Dad had laughed as she hugged him from behind. “And I’d picked out the wrong faculty photo, so I thought this ‘Dr. Kovalenka’ was rather elderly.” He lifted her hand to his and kissed it. “Still, some very enticing equations had already been exchanged. I was half in love too. So you see it was a very intellectual courtship—at first.”
“At first.” Mom’s smile became positively wicked. “Now, the other half of falling in love came when we met at the airport and I discovered you were incredibly sexy.”
“Same here,” Dad confessed. “I came near tackling you at baggage claim.”
Josie and I had made gag-me faces, because we were younger and still thought it was gross to see our parents cuddling like that. It was before I realized how incredibly rare it is to watch two people actually stay in love their whole lives.)
Maybe it’s wrong of me to use his feelings against him, but down deep I know Dad would want to help me, and to comfort the version of Mom back home who’s mourning him and desperate for me to return to her. So that makes this all right. At least, I hope so.
“This was my mother’s,” I say, holding out the lace-wrapped Firebird again.
That does it. Dad turns from the Fabergé egg. “Your mother’s?”
“She always used to show it to me, when I was little.” The first rule of lying, Theo once explained, is Keep It Simple, Stupid. “I can’t remember the trick, the thing it did—but I remember loving it. Mom always used to share this with me, so when I found it a few days ago, I was so excited. But you see, it’s in pieces. Someone’s got to put it together again. You could—I know you could.”
Very gently, Dad hangs Mom’s tiny enameled portrait back within the wine-colored egg and closes it again. Then he takes the lace handkerchief in his hands and lifts one piece of the Firebird, an oval bit of metal with computer chips inlaid. There’s no way he has any idea what the hell a computer chip is, I realize, my heart sinking. Am I fooling myself to believe this is possible?
“Do you have any idea of its basic framework, Your Imperial Highness?” he says.
Dad considers it for another moment, then says, “Most devices have a sort of internal logic. I might be able to work it out, given time.”
“Would you try?”
“Why not? I always enjoy a good puzzle.”
Hope leaps within me, bright and wild. “Oh, thank you!” My first impulse is to hug him, but I manage to hold back.
Dad smiles as he folds the remnants of the Firebird back in the lace hanky. “My pleasure, Your Imperial Highness. Always a pleasure to help you.”
“You’ll never know what it means to me.” Is it possible I’ll actually get out of this?
“I understand,” is all he says, but in those two words I hear his love for my mother, and the depth of what he’d do for her memory.
Not even my father is such a genius that he can instantly repair a complicated device he’s never seen before. Nor can he create more hours in the day. Christmastime is the heart of the season here in St. Petersburg, which means virtually every night involves another dinner, or a dance, or a social gathering. My dad is exempt from few of these occasions; I am exempt from none. Azarenko is still in Moscow, and without that time machine Mom never got around to inventing, I can’t make New Year’s come around any faster.
For the time being, I have to make myself at home.
I start with the basics.
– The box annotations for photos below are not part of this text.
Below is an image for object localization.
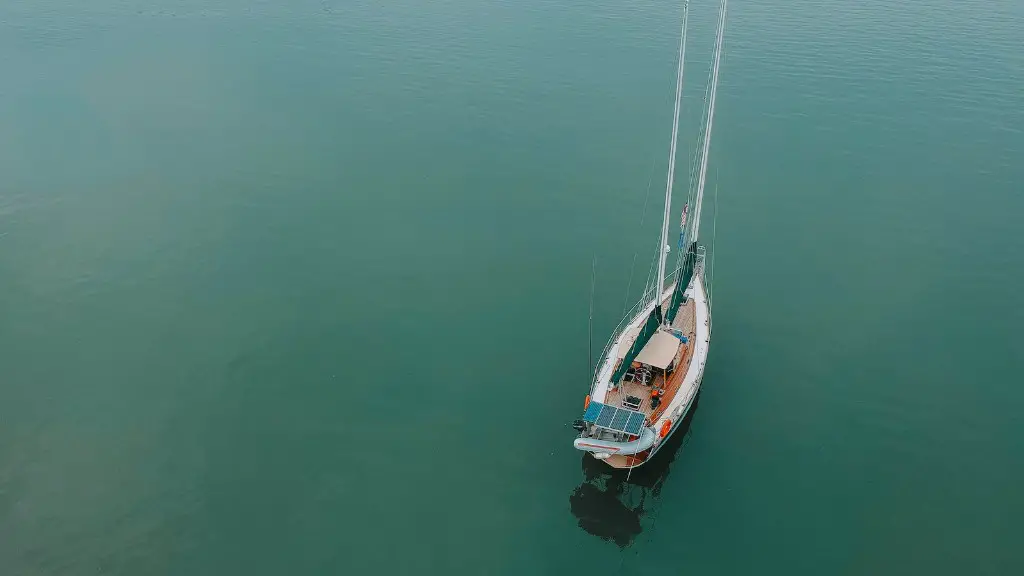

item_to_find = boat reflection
[569,393,700,548]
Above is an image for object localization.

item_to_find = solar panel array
[583,402,644,436]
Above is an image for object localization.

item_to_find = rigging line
[623,158,657,316]
[683,34,715,251]
[708,167,721,312]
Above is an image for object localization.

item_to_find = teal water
[0,0,1024,575]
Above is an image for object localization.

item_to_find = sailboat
[572,0,727,469]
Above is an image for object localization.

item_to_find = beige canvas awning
[637,331,680,370]
[617,326,640,360]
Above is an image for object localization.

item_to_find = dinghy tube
[572,426,657,458]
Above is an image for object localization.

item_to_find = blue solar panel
[583,402,645,436]
[594,404,618,428]
[623,412,644,436]
[608,410,630,430]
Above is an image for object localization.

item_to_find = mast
[690,0,728,242]
[654,0,690,302]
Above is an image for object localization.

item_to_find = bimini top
[583,402,644,436]
[636,330,679,370]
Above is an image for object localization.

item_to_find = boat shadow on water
[569,393,700,548]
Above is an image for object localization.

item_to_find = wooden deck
[604,298,696,424]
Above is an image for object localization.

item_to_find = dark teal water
[0,0,1024,575]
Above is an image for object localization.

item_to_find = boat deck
[604,298,696,424]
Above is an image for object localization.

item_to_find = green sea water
[0,0,1024,576]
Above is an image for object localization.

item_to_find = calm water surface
[0,0,1024,575]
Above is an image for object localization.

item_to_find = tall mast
[654,0,690,301]
[690,0,728,242]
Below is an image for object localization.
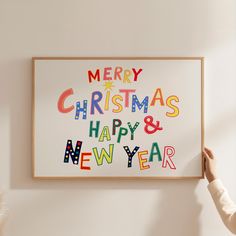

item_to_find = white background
[0,0,236,236]
[34,59,202,178]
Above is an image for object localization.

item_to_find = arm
[208,179,236,234]
[203,148,236,234]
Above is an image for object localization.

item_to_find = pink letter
[162,146,176,169]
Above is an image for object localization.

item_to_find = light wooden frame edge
[32,57,205,180]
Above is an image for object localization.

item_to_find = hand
[203,148,217,183]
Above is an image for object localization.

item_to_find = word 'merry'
[57,66,180,171]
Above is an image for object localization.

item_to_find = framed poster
[32,57,204,179]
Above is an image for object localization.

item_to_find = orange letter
[103,67,112,80]
[57,88,74,113]
[166,96,179,117]
[138,150,150,170]
[80,152,92,170]
[150,88,165,106]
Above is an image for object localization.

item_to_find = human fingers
[204,147,214,159]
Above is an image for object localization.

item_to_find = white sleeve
[207,179,236,234]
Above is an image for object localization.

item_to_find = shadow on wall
[147,180,202,236]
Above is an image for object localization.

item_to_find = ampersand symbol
[144,116,163,134]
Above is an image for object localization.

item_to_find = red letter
[80,152,92,170]
[88,69,100,83]
[114,66,123,80]
[103,67,112,80]
[57,88,74,113]
[119,89,136,107]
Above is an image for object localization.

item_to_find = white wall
[0,0,236,236]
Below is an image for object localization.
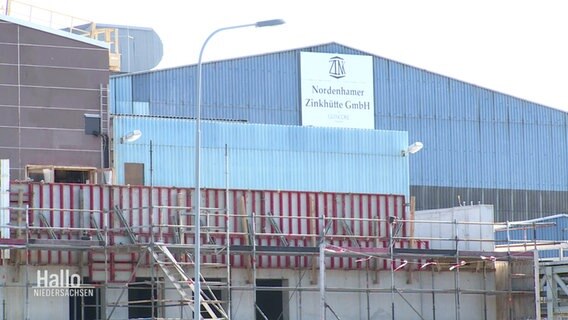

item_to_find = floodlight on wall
[120,130,142,143]
[401,141,424,157]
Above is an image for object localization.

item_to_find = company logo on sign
[300,52,375,129]
[329,56,345,79]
I memorize as much of that Royal List as I can. A calendar of my appointments turns up in my desk, so I’m able to figure out what I should be doing next, and I find a map of the Winter Palace that helps me learn my way around. (If I get lost in my own house, that’s probably going to tip them off that something’s up.)
The strangest part is how strange it isn’t. After a few days, it feels completely ordinary to wear floor-length dresses every day, and wear my hair piled atop my head in a complicated wreath of braids. My palate gets used to the taste of briny caviar, the pickled flavor of borscht, and the strength of Russian tea. I can read and speak English, French, and Russian without any difficulty switching between them—and I make sure to practice a lot, hoping to carry a little of the French and Russian back home with me.
Each morning, the servants prepare me for my day, doing everything I need, from slipping the stockings over each of my legs to polishing my earrings before screwing them tightly upon my earlobes. (No pierced ears for a grand duchess: in this dimension, at least in St. Petersburg, any kind of body piercing is as good as wearing a T-shirt that says, PROSTITUTE HERE, ASK ME ABOUT MY HOURLY RATES.) They even take care of everything when, on my fourth morning here, my period starts. It’s a huge hassle, involving this contraption like a garter belt but not one bit sexy, and actual cloth towels folded between my legs. I have to stand there, blushing so hot I must be turning purple, while they change it every few hours and take the towels away to be hand-washed by some unlucky individual. Why couldn’t I have had my period in the dimension where I lived in a futuristic London? They probably had, like, miracle space tampons or something. But the servants don’t seem to think anything of it, so I try to endure it without giving away how completely freaked out I am.